Three quick notes after a week of travel:
First: Last week I posted about how Ethiopian Airlines took delivery of their first Boeing 787 airplanes before any other carrier in the US. This week, United and Boeing had what best could be described as a bad week with United’s 787s grounded by the FAA due to safety concerns. After the grounding, I boarded a United flight and as we took our seats the flight crew ran the standard commercial video on the entertainment system. It was Jeff Smisek (CEO of United) touting United’s new 787 Dreamliner and how customers would be lining up to ride in the new planes. It was the first time I’ve ever seen one of those videos strike a nerve with the passengers.
They laughed out loud at United. On a United plane.
One would think, in this instantaneous world, that United would instruct their crews to throw in an old video until the 787s are flying again. Either way, the lesson for large corporations that are in the public eye is to make sure the marketing message is aligned with the news cycle, and that doesn’t mean weekly. It means hourly.
Second: I was driving in Manhattan – something I tend to avoid – and fired up Hertz’s “NeverLost” GPS system to help me find the best route to LaGuardia. It couldn’t locate the satellite for several minutes, so I went to the Apple Maps app via Siri and asked for directions. This means I was at the mercy of Apple Maps (which earlier in the week, when I clicked on a NYC address on 55th, provided me with a map of 55th street in Lubbock, Texas) and a non-functional Hertz GPS. The problems worsened with the Hertz system came on line, and began to argue with Siri. I promptly took a circuitous route throughout Queens until I killed Siri and put myself in the hands of Hertz. Lesson: read the map before jumping into the rental car.
Third: We are awash in stories and commentary pointing to the awesome power of analytics and deep reserves of data. As someone who has been in both the analytics and intelligence business, I have some misgivings about all of this. During my travels this week, I read two things that underscore the challenges inherent in making decisions with mountains of data. First this quote, from a 2003 essay from Malcolm Gladwell called “Connecting the Dots”:
The central challenge of intelligence gathering has always been the problem of “noise”: the fact that useless information is vastly more plentiful than useful information.
The second from this article titled “Why innovation is so hard”:
“Stop collecting excessive data.

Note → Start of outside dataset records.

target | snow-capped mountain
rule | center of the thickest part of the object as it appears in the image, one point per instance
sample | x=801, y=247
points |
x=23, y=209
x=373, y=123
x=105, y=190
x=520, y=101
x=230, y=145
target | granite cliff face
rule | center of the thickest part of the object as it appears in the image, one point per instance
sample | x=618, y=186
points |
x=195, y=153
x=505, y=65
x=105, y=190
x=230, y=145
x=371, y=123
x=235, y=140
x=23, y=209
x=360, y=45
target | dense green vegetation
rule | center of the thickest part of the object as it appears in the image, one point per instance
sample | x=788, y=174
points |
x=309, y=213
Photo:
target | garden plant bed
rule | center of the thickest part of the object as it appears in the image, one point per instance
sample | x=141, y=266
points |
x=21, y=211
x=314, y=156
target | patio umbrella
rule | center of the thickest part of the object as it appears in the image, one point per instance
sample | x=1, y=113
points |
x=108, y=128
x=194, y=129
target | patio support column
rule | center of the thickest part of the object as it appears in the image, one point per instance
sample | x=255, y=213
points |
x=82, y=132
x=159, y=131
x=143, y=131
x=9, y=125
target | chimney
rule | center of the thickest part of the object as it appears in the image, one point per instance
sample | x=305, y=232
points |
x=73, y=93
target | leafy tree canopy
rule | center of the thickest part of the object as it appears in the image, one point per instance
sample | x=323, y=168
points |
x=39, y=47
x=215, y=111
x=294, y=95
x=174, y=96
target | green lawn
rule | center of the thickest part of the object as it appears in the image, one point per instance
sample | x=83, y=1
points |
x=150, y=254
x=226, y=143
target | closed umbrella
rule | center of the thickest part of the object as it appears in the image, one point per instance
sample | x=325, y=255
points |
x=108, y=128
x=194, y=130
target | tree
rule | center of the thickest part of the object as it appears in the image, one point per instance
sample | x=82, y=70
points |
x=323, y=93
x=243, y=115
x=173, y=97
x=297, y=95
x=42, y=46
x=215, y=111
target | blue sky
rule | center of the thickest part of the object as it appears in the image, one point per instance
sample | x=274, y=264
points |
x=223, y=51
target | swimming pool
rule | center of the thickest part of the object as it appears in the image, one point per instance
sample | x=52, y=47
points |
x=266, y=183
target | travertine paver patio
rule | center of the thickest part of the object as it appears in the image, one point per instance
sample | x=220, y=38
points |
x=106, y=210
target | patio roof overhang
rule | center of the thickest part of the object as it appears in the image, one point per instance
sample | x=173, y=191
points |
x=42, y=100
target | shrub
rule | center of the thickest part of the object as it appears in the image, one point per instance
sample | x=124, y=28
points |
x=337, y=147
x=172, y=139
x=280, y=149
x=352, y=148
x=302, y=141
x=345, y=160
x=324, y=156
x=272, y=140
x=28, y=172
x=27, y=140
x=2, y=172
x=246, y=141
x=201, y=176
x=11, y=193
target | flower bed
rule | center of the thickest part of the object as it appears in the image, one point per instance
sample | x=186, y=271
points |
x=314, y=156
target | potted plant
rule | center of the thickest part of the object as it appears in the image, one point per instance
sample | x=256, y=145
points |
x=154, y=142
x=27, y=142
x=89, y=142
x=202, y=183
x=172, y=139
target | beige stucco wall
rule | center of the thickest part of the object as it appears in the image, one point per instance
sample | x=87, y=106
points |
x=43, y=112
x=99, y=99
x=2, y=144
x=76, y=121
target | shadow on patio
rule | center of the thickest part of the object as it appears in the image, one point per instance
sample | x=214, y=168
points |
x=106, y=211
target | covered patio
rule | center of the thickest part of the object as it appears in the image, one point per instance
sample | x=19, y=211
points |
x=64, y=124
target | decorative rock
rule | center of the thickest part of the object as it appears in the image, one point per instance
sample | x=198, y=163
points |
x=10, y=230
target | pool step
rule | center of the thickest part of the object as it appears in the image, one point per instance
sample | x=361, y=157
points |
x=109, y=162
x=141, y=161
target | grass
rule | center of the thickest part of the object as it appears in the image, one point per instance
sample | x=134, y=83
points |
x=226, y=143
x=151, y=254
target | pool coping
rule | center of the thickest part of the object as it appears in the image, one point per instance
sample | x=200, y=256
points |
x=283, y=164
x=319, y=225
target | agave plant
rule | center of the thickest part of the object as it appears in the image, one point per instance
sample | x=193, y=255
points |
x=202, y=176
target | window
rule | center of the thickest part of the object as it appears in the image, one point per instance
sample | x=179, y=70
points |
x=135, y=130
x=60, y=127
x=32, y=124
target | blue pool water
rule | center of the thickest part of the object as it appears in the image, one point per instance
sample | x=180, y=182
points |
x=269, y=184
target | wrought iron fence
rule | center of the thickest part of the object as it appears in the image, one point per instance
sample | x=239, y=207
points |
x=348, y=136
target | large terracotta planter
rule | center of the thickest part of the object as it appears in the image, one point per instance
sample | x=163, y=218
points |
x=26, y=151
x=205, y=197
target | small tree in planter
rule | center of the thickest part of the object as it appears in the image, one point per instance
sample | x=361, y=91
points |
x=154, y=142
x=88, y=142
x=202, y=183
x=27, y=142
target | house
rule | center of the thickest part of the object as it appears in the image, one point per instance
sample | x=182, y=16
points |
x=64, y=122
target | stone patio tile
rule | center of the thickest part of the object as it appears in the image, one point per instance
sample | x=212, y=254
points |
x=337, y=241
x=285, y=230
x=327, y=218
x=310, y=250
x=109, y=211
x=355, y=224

It stops you from running meaningful experiments. Better to make a little, sell a little, and learn a lot.
Bottom line: sometimes data gives us the false confidence that we can turn the subjective into the objective. It also can cause organizations to favor “perfect eventually” over “good today”.
The task, therefore, for innovators is not to get more data, but to understand what available data is helpful (not much, as it usually turns out) and to act in the face of conflicting information.
As Dorothea Brande said: “Act boldly, and unseen forces will come to your aid”. That is great wisdom indeed for tomorrow’s leaders who will not be faced with too little information, but with too much.